Austin plans to file a motion to intervene, bringing “Austin-specific issues to the table,” City Council Member Greg Casar said on a conference call.

“Soon after Gov. Abbott signed this disgraceful law, community groups announced a summer of resistance against SB 4, calling on elected officials to file challenges against the law in court,” Casar said, refering to Senate Bill 4. “City leaders have responded swiftly. Upon filing suit against the State of Texas tomorrow morning, El Paso, El Cenizo, San Antonio and Austin all will have responded to the community’s call.”

The lawsuit alleges SB 4 violates the First, Fourth and Fourteenth Amendments of the U.S. Constitution. It names the State of Texas, Gov. Greg Abbott and Attorney General Ken Paxton as defendants.

As the story notes, Austin City Council had previously voted to pursue litigation, so this is the culmination of that vote. This lawsuit joins with the other lawsuits already in progress. MALDEF attorney Saenz is quoted in the Trib story saying that the Austin/San Antonio suits will likely be combined with the El Cenizo/Maverick County one at some point, but until then and before the September 1 implementation date there’s plenty of time for motions and discovery.

San Antonio’s decision to file suit was a bit contentious as Mayor Ivy Taylor did not want to get involved, at least at this time. That stance has become an issue in the Mayoral runoff.

Taylor’s move gives her an 11th-hour wedge issue in her mayoral runoff campaign. Her challenger, Councilman Ron Nirenberg, supports the lawsuit and Taylor is banking on the idea that North Side conservatives will remember that when they go to the polls.

Nirenberg said in a Thursday statement that he hopes the lawsuit “will bring a fast and final resolution on the constitutionality of the law so our local law enforcement can move forward with the job of protecting the people of San Antonio.”

Taylor was joined in her anti-lawsuit stance by North Side council members Joe Krier and Mike Gallagher. Like Taylor, Gallagher suggested that the city should work in coordination with the state’s other major cities before committing to litigation. Krier said the council should have voted in an open session, with full transparency and the chance for public discussion.

I agree with that point. That’s how Austin handled it, with a May 18 council vote to file suit over SB 4. By definition, City Council makes policy and deciding to participate in this lawsuit is a major policy move. In the words of former New York Jets head coach Herm Edwards, “Put your name on it.”

Saldaña agrees with the calls for transparency, but said San Antonio was running out of time because Austin and other cities are looking to S.A. to decide how they should proceed against SB 4, which goes into effect on September 1.

“The question that I posed to the mayor and the manager (Sheryl Sculley) and our city attorney was, ‘What is the best way to move quickly?’ And they said, ‘Let’s first discuss this in executive session and see what folks have an appetite for.’ But it kept getting stalled and several weeks passed from the time I originally proposed this,” Saldaña said.

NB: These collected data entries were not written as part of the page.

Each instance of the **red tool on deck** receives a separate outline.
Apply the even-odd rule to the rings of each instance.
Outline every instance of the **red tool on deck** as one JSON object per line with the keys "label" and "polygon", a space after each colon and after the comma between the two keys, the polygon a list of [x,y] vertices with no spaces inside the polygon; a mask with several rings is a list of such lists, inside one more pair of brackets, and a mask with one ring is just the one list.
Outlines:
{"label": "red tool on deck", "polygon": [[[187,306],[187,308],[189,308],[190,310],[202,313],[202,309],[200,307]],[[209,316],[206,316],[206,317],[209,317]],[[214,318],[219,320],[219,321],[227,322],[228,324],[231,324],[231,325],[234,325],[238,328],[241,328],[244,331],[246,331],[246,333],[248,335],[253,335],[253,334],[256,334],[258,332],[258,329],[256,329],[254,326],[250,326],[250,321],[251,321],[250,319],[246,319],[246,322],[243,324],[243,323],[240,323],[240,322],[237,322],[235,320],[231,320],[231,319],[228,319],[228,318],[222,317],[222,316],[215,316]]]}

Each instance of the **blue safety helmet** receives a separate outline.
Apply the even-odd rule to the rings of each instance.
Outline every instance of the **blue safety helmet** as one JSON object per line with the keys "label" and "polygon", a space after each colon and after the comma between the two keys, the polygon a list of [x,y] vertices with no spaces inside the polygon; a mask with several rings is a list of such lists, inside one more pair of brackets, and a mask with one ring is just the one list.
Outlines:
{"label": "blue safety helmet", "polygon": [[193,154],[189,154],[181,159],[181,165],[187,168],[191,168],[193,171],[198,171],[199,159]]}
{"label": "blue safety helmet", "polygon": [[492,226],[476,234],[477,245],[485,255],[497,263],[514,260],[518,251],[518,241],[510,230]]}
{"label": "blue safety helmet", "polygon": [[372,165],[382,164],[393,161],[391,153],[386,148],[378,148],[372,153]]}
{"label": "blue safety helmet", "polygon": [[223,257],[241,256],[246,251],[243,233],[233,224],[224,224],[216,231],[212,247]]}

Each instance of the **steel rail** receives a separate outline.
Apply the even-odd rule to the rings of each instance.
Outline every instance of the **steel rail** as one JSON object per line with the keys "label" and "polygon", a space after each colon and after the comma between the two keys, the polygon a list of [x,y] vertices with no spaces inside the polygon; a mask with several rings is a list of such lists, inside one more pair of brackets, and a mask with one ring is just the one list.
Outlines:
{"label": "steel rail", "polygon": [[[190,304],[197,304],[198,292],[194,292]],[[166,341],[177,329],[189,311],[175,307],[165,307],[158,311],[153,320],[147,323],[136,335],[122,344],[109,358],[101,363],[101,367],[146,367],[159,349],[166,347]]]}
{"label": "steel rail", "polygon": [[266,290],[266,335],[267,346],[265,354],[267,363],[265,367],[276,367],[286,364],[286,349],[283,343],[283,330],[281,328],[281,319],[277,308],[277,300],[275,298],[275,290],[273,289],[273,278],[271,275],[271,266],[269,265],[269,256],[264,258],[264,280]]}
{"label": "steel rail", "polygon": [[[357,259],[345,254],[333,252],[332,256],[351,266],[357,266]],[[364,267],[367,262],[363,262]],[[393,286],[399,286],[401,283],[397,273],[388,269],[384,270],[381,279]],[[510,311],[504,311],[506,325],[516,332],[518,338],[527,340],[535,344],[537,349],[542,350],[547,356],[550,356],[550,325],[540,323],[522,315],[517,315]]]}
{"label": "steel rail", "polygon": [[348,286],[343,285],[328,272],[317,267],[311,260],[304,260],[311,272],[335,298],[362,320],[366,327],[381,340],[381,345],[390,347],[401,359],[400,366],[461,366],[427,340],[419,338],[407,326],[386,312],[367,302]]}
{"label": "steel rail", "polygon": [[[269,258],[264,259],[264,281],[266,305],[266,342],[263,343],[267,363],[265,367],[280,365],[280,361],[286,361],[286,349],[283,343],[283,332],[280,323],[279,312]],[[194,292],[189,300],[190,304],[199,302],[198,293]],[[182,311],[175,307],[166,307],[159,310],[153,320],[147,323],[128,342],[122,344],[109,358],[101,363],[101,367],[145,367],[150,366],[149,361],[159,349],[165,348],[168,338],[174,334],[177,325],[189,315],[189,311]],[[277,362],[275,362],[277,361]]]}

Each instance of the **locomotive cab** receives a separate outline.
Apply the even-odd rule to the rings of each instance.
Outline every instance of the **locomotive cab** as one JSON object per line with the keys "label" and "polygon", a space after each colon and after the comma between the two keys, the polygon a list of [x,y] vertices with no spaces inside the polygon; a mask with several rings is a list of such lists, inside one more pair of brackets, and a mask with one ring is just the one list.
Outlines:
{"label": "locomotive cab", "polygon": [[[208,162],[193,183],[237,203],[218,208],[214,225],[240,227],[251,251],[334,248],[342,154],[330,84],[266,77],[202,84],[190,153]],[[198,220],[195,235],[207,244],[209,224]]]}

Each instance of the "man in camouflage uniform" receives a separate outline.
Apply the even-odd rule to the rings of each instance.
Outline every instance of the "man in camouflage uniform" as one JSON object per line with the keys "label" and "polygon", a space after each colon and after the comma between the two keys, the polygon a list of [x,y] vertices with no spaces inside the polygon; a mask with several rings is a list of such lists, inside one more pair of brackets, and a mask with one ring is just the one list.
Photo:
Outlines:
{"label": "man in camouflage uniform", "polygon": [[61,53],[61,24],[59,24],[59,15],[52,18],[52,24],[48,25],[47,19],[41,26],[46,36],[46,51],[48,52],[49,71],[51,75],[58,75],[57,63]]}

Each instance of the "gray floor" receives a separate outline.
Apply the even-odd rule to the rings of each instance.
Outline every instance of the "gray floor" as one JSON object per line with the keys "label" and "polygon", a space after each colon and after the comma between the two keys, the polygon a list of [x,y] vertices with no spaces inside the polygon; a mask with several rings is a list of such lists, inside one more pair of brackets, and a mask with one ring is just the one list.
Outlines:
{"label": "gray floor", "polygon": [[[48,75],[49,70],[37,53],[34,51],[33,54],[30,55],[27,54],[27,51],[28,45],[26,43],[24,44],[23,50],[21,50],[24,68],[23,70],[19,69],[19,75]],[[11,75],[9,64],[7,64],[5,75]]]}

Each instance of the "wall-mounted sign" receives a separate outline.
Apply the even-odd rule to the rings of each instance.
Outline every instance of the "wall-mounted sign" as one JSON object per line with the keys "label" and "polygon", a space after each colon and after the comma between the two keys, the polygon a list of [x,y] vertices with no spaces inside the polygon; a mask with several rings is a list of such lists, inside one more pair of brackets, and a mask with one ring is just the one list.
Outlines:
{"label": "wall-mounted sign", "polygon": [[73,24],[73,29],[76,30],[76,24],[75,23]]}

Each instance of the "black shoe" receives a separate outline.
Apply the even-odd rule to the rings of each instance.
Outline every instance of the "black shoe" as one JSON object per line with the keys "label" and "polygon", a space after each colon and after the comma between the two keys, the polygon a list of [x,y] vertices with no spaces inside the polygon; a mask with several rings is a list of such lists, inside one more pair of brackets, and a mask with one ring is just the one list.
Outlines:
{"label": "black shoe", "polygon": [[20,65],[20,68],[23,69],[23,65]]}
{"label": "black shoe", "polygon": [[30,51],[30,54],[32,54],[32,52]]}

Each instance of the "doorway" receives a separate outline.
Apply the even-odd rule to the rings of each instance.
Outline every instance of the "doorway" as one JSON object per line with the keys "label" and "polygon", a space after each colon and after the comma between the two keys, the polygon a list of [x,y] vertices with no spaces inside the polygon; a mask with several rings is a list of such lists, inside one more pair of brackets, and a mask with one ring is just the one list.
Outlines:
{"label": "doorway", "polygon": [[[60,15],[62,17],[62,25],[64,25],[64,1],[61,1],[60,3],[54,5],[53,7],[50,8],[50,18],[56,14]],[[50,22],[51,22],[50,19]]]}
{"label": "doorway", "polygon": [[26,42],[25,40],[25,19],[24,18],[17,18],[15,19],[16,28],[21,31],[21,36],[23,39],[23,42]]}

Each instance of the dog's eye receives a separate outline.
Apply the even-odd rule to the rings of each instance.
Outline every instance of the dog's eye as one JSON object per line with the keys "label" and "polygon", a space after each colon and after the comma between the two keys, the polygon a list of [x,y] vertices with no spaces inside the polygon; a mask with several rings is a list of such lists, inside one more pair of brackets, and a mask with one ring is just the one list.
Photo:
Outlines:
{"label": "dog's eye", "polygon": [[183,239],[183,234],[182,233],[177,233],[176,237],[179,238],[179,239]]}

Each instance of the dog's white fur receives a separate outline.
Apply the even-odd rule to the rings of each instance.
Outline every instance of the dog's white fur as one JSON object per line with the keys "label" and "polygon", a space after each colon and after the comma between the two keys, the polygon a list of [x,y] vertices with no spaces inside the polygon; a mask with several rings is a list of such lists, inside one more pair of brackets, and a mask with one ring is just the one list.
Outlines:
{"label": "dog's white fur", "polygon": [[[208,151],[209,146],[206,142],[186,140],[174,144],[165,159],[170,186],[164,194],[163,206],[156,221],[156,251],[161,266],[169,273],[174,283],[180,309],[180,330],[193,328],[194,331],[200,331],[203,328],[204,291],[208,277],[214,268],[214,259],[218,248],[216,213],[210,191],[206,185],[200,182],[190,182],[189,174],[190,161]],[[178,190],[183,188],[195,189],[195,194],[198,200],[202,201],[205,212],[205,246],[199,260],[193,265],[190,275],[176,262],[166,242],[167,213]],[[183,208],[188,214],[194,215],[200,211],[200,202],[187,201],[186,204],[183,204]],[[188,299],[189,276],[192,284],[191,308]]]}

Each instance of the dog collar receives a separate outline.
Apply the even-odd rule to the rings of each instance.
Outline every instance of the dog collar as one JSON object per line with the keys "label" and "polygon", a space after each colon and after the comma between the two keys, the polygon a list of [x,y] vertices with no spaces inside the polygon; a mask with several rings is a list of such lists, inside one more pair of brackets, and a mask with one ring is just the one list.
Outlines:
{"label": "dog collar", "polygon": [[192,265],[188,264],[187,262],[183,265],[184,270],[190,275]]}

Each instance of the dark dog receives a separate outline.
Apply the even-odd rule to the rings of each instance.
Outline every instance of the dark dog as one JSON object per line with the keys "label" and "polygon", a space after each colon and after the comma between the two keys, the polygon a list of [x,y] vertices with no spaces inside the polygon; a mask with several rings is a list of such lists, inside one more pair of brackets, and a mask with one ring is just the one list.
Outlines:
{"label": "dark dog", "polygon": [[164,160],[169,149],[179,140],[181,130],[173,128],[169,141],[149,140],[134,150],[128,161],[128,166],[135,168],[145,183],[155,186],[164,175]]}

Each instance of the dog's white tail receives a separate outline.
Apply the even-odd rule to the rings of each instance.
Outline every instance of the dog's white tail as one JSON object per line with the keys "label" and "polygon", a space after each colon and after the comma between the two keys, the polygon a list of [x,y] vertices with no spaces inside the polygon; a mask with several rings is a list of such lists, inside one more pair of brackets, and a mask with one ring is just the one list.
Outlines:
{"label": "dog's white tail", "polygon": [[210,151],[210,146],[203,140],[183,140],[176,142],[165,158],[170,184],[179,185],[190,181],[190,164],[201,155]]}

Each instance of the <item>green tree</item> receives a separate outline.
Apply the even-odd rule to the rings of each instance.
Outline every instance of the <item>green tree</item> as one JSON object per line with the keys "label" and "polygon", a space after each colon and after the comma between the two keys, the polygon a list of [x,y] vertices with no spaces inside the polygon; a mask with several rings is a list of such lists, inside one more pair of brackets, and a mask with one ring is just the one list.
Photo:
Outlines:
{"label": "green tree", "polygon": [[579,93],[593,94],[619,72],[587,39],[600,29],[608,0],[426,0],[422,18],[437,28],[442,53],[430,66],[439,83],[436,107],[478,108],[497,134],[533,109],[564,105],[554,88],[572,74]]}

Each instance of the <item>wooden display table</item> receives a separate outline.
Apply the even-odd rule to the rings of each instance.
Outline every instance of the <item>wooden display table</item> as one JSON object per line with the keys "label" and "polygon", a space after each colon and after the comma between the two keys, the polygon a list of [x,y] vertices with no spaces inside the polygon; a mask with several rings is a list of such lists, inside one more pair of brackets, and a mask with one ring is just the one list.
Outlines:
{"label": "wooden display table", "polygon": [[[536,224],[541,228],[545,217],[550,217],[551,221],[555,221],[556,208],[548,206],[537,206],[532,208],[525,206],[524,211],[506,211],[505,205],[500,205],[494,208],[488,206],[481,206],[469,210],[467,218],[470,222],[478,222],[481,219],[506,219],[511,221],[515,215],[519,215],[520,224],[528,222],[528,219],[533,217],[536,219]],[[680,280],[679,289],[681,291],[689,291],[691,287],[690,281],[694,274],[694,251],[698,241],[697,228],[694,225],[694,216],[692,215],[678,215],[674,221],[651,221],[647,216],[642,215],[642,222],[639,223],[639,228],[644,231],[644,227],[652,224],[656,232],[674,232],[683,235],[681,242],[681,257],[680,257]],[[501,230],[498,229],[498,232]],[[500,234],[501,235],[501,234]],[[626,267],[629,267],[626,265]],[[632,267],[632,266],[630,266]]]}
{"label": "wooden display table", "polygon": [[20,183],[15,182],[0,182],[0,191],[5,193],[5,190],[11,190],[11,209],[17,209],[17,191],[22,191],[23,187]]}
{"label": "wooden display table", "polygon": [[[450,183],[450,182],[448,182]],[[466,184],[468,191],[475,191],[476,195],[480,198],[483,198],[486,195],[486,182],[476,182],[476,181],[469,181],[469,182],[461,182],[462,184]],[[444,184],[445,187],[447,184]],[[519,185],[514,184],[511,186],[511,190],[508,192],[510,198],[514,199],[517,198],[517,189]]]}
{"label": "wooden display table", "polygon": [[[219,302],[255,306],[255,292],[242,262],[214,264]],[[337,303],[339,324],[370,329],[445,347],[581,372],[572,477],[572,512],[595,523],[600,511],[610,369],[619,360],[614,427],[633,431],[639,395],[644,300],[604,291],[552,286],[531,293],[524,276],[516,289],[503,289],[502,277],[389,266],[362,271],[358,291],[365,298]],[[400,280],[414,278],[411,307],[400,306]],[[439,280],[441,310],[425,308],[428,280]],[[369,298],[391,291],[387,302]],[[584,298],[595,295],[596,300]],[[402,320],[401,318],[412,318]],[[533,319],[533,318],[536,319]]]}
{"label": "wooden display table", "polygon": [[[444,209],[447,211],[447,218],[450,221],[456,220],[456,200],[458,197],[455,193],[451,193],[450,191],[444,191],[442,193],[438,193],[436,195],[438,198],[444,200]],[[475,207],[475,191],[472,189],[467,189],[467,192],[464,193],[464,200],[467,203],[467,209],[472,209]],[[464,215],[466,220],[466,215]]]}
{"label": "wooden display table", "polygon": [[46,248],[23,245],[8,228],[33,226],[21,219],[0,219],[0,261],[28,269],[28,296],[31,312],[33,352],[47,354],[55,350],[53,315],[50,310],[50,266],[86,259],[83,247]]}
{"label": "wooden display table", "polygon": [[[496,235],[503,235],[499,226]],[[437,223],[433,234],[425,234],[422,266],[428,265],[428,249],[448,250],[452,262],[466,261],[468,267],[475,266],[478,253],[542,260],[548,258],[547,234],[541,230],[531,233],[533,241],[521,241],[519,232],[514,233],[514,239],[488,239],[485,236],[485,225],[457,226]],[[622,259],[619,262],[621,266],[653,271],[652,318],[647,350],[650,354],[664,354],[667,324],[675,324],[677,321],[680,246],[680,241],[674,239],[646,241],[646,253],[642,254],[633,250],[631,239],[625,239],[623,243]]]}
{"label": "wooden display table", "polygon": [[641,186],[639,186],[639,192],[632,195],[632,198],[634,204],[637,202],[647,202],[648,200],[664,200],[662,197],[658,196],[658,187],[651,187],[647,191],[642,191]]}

“The people who are most in favor of getting it up for a (public) vote are just trying to delay the action that we’re taking. And Councilman Krier was one of them.”

Saldaña pointed out that Krier had no objections in 2014 when the council made an executive-session decision to file lawsuits against the police and fire unions over the city’s collective-bargaining agreements.

Here’s a list of statements by the Mayor and Council members following the vote to file suit. The runoff concludes June 10, so we ought to have some feedback on the political effect shortly. In the meantime, all eyes remain on Houston and Mayor Turner. ThinkProgress and the Current have more.